Hong Kong shares up, China slips

27 May, 2011

Hong Kong shares staged a mild rebound on Thursday, as financials continue to draw in investors, while China stocks finished lower, weighed by small-caps which are seen as more vulnerable to policy tightening. Higher oil prices pushed up Hong Kong's energy counters while valuations attracted investors to financials, in particular, large cap banking shares helping to support the Hang Seng which closed up 0.7 percent.
HSBC's 1.7 percent gain was the top boost on the index, followed by oil major CNOOC which rose 2.9 percent. The Hang Seng stayed below its 200-day average, currently at 23,026,5, for the fourth successive day, the longest such streak this year. Turnover, at under HK$60 billion, is headed for its worst week this year with the benchmark poised for its worst monthly returns since May last year, suggesting that further gains may be a struggle for the Hang Seng .
While weak markets in Shanghai, hobbled by liquidity concerns and now trading in negative territory on the year, have kept investors wary, analysts say large cap banking shares are trading at attractive valuations and could effect a turnover in the markets in the run up to half yearly earnings numbers.
"These are the least leveraged banks in the world as a group in China," said Paul Schulte of CCB International in a Reuters Insider interview, adding that this was true especially of the large banks. "So the capacity of these banks, either to create fresh lending or to create new loans a enormous," said Schulte. ICBC, up 0.7 percent in Hong Kong, trades at 8.4 times its forward 12-month earnings forecasts which is close to its lowest ever, according to Thomson Reuters Starmine.
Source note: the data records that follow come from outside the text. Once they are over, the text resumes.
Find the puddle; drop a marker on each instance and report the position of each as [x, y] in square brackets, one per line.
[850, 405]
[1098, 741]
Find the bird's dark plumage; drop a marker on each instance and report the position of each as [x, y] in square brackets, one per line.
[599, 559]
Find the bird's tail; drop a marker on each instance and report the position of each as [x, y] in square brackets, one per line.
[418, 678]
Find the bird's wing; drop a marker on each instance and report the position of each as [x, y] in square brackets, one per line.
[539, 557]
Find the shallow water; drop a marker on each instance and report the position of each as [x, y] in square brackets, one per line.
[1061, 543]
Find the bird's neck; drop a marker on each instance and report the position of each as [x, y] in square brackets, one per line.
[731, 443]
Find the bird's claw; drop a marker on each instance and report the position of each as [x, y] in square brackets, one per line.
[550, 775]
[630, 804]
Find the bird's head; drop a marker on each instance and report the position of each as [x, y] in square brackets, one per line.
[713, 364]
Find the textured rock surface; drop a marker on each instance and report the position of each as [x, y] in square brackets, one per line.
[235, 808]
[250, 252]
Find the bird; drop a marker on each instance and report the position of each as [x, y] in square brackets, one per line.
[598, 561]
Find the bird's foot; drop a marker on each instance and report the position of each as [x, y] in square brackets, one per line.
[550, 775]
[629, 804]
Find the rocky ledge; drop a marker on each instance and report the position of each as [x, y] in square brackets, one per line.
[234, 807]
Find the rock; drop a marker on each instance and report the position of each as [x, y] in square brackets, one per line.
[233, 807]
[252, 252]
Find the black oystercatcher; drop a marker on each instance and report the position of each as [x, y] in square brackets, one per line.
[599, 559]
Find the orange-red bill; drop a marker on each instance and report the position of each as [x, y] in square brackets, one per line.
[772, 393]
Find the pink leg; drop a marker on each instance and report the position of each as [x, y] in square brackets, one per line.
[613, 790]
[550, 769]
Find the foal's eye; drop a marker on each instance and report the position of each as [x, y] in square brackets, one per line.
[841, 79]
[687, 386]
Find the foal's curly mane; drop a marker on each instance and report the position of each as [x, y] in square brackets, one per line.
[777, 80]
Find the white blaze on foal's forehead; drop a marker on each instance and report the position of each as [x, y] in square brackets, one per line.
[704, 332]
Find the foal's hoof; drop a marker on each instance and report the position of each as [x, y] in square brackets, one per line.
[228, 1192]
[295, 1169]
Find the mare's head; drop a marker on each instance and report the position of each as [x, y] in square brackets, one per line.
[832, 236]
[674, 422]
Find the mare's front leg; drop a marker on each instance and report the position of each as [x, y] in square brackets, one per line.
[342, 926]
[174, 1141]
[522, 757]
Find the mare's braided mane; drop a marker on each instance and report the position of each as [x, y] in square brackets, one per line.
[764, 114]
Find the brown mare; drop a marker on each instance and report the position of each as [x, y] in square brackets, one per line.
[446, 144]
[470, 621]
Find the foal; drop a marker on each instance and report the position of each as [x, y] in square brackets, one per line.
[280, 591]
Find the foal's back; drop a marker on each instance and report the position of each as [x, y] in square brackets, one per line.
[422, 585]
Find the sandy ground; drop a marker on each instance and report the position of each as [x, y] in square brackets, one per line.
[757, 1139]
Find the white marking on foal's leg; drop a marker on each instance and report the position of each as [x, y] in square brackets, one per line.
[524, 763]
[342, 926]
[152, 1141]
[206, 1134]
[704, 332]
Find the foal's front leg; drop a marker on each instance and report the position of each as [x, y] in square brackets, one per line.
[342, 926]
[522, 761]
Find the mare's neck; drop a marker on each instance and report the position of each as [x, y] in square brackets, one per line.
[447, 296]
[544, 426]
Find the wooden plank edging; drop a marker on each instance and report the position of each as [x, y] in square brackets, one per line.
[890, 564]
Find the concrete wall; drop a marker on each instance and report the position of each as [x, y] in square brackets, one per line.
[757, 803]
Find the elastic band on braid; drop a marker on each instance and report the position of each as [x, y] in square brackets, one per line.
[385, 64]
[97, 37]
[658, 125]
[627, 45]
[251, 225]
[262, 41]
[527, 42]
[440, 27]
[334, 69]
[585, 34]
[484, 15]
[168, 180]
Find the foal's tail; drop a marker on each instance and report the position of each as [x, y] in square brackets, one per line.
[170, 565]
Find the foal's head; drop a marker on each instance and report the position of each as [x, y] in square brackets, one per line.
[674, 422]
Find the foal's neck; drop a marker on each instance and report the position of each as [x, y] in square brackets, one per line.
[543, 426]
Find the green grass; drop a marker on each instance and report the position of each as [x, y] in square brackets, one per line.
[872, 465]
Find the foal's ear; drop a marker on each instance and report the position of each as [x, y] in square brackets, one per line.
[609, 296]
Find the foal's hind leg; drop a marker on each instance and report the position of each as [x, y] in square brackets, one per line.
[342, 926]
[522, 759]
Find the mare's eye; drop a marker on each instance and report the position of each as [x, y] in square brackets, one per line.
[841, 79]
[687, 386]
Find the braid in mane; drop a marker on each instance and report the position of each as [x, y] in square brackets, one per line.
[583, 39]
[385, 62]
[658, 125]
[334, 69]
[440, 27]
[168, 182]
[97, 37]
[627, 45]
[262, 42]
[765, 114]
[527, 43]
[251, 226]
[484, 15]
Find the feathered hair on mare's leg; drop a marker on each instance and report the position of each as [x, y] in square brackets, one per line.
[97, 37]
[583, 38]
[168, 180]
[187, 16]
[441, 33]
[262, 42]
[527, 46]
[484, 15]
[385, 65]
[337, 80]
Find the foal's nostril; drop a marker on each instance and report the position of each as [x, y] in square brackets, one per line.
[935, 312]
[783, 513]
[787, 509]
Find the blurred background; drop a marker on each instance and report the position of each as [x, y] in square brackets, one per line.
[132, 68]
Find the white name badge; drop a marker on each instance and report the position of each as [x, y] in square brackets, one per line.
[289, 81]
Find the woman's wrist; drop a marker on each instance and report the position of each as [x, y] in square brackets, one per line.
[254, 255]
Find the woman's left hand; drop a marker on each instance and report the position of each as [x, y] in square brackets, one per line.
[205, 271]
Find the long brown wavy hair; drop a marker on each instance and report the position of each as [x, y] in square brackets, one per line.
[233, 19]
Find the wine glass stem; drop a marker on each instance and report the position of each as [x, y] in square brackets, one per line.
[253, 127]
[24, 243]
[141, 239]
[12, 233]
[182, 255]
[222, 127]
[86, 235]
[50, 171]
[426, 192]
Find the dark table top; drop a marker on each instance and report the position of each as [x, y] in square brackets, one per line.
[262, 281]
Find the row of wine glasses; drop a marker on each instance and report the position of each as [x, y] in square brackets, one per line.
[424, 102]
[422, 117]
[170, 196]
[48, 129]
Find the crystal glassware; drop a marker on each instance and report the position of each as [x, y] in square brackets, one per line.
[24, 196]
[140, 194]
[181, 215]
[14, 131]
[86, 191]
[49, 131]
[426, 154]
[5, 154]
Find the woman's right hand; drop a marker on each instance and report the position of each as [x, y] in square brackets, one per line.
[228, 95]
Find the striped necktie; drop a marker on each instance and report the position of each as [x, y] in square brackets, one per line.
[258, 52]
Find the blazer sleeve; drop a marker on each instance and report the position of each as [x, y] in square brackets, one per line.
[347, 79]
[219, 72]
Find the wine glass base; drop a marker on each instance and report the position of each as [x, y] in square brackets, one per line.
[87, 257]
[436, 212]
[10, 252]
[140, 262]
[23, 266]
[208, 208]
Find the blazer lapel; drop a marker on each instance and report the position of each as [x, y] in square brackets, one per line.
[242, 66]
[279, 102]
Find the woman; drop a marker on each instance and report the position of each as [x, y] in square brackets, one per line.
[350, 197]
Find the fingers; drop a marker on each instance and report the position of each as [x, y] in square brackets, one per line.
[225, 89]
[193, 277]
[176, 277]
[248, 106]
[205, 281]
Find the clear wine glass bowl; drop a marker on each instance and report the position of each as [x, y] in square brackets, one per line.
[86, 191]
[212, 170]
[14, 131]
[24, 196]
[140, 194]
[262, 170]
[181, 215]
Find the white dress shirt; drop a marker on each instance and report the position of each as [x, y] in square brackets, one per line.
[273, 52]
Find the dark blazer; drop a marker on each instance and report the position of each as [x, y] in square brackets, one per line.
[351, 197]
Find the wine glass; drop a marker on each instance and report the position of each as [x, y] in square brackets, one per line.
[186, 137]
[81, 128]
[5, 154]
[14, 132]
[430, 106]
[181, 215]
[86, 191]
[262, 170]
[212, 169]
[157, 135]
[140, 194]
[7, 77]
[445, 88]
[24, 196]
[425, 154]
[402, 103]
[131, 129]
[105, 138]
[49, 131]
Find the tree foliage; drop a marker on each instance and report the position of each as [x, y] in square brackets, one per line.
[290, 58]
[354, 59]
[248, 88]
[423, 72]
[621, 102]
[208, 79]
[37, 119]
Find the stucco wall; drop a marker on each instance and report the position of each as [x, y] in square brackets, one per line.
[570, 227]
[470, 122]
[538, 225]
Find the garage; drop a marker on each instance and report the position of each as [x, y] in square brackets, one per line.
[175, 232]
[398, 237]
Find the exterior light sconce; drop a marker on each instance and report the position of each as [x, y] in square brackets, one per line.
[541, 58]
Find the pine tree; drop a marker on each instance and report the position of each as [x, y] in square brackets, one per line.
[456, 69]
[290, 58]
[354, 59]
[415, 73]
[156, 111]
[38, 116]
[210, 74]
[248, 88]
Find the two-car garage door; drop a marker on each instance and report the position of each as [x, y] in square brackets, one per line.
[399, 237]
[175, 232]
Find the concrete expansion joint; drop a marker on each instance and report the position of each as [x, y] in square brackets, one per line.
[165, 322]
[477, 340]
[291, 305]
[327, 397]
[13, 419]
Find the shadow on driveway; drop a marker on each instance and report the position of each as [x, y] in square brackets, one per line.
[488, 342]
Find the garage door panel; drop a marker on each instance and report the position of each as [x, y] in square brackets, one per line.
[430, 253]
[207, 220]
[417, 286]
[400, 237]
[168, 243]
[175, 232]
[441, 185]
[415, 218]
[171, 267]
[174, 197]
At the same time, over the past month 10 analysts have raised their earnings forecasts for the year by an average of 3.8 percent, Starmine data showed, while shares have fallen 7 percent over that period. China Construction Bank shares rose 0.4 percent while Bank of China recorded a modest 0.2 percent gains. China shares surrendered early gains to end down for a sixth straight session on Thursday as small cap indices underperformed the broader market.
The Shanghai small cap index finished down 0.8 percent, while the CSI500 index was down 1.0 percent. Paper and paper pulp producer Henan Yinge Industrial Investment lost 9.3 percent the second-biggest weight on the small-cap index behind Huaneng Power International, which shed 1.7 percent. Financial stocks outperformed on Thursday helping to limit declines for the broader market.
ICBC shares in Shanghai were the biggest support on the Shanghai Composite, gaining 1.2 percent. The benchmark Shanghai Composite Index closed down 0.2 percent on the day to 2,736.5, a fourth consecutive 4-month low. Any near-term rebound is seen capped at its 250-day moving average at 2,779.3, with support seen at 2,650, its 61.8 percent retracement from the benchmark's November 2010 high. A-share turnover on Thursday picked up marginally from Wednesday, but at RMB 92.2 billion, is still some 29 percent below the 2011 average, currently at RMB 130.1 billion.